Some months back, I submitted the following Samba "bug" report:
However, the reported problem turned out to be due to an innocuous e1000 driver bug for which a patch/driver update was eventually released. For more information, see:
It turned out that the e1000 WINDOWS driver had an identical bug which was observed in network traces by the driver developers. This is not surprising as a significant portion of the driver codebase is shared with Linux. What is surprising, however, is that the problem, as originally reported, did NOT manifest itself when running a Windows XP "server" on the same hardware!
This would seem to imply that the Windows/CIFS stack is more resilient than Linux/Samba.
I appreciate that this is a very sweeping statement but it is probably reasonable to conclude that, given Windows has a more widespread deployment, particularly in the SME space (where troublesome networks are more likely to arise), its stack has probably been "fortified" at a more rapid pace than Linux/Samba over the years.
What I'm trying to achieve with this bug report is to place the spotlight on this gray area and perhaps move from the general to the specific.
As an example, I have recently been using the "reset on vc" option which solved a nasty problem I was having with interference from fluorescent lights (although it did not solve the particular problem reported above). I am wondering if other similar "fortification" measures are feasible, possibly even in the kernel itself.

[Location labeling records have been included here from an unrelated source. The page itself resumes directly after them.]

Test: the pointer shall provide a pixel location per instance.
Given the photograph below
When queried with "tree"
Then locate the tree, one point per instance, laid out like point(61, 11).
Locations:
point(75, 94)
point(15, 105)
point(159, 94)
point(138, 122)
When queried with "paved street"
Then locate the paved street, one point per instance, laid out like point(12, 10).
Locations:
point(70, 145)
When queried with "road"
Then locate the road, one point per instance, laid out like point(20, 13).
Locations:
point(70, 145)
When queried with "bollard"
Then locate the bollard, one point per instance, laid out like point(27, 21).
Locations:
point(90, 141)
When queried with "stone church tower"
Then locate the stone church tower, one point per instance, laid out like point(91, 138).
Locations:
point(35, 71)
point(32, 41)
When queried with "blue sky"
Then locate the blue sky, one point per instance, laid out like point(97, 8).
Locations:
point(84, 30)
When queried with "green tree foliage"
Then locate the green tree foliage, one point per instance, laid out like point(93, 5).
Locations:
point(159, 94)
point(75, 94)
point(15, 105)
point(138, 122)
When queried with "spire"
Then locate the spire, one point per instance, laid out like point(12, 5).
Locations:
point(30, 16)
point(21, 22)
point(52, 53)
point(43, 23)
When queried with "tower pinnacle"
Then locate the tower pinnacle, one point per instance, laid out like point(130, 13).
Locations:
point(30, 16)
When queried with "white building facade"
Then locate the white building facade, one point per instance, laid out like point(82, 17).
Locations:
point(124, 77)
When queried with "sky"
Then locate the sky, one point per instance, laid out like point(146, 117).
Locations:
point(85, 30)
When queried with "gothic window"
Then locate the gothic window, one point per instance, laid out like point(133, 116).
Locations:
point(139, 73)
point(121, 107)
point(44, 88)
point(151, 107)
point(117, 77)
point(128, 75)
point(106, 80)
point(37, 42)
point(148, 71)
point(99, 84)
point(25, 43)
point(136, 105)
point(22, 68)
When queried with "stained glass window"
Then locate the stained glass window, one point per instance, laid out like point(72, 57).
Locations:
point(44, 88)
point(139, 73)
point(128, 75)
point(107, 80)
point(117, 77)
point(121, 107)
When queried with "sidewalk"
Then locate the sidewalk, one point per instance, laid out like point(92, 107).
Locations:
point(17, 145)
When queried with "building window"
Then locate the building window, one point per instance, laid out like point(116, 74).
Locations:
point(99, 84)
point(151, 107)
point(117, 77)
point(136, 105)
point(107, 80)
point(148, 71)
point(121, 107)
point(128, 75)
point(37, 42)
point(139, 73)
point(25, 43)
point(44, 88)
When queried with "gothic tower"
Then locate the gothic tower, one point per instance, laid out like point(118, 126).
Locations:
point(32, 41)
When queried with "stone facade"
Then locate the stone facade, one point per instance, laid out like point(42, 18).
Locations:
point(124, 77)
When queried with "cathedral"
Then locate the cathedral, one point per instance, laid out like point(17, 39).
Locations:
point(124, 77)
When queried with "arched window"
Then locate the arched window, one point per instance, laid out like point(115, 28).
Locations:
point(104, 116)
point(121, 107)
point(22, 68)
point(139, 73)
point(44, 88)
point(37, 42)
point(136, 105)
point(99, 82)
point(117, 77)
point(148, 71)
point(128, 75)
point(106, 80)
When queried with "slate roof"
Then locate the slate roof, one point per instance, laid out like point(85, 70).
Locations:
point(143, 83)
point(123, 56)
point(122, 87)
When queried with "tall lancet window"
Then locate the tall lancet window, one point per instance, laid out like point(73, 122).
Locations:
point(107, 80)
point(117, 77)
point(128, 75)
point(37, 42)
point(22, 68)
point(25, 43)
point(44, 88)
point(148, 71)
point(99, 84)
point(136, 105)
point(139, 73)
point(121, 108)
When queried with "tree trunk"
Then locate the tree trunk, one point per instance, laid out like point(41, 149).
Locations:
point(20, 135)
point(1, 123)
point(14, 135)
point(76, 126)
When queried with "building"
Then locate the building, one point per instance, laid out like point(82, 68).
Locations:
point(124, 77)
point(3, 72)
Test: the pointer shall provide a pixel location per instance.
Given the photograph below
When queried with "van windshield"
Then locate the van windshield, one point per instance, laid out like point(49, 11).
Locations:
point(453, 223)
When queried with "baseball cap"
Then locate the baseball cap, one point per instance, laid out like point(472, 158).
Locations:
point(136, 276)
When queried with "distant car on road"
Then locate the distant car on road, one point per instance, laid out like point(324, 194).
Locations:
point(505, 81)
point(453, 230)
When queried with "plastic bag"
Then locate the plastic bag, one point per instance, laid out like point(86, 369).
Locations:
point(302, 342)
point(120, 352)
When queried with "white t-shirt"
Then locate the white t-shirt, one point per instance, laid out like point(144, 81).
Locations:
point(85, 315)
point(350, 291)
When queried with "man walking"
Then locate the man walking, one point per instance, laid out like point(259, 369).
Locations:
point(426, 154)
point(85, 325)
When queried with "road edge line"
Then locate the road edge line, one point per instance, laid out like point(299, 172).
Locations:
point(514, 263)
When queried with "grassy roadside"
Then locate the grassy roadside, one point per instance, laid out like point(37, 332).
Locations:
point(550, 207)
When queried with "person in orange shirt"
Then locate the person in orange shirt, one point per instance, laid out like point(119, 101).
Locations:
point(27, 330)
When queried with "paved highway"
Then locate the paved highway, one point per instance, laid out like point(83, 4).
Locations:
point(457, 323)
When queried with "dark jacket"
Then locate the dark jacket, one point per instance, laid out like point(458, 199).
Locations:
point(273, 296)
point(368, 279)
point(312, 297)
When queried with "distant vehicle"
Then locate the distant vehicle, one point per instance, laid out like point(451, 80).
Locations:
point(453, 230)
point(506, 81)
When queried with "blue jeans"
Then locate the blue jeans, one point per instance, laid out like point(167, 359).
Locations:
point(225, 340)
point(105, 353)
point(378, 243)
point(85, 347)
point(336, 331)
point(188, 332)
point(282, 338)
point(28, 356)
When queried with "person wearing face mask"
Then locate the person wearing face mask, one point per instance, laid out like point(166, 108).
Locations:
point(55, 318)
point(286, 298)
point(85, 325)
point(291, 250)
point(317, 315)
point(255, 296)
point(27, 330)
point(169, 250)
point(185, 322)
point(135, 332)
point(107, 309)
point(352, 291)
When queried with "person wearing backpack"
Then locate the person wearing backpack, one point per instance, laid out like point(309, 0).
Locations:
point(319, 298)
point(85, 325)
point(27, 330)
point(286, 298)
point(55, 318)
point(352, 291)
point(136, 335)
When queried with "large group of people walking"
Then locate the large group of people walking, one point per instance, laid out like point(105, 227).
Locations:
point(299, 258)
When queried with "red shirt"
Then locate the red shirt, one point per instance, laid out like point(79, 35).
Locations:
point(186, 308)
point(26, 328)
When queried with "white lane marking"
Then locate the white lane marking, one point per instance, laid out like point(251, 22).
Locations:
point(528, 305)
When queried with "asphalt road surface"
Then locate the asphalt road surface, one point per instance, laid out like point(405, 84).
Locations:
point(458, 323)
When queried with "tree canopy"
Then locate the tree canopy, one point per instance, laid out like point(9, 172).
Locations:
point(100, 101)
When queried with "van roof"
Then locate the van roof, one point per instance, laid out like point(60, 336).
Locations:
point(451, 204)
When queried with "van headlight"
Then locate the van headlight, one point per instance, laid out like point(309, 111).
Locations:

Here are some relevant excerpts from my conversations with one of the driver developers, which I reproduce here with his permission:
Q: The Windows driver does NOT exhibit this bug on the same hardware...it
is surely a good reference point for this and other nasty bugs showing up
in the Linux driver.
A: Interestingly we found that the same problem does exist in the Windows
driver, though it seems that a higher layer retry allows the session to
recover & continue rather than hang. I monitored the link and observed the
errored checksum using a windows XP server to be sure.
Q: Are you saying that the Windows TCP/IP stack is somehow aware of this potential historical checksum problem in NIC drivers and may retry sending potentially troublesome packets with different payloads.
A: I don’t think its likely to be an awareness of the checksum problem in the Windows stack, more likely that the Windows TCP/IP stack is configured with different parameters, either statically by configuration or hard-coded implementation, or by the SMB service when the socket is opened or used. I’ll see if I kept the Windows traces that showed that the issue is still there with Windows, as the answer may be infer-able from that. It would be explained, for instance, if we see that the Windows SMB/TCP packets for this test include the (optional) TCP timestamp field, as that would probably change when a TCP resend occurs, thus changing the required checksum. But I don’t know, and though I did notice the invalid checksums coming out of Windows as the Ghost server, I only noticed that the session paused briefly, and seemed to quickly recover without any obvious effect to the session.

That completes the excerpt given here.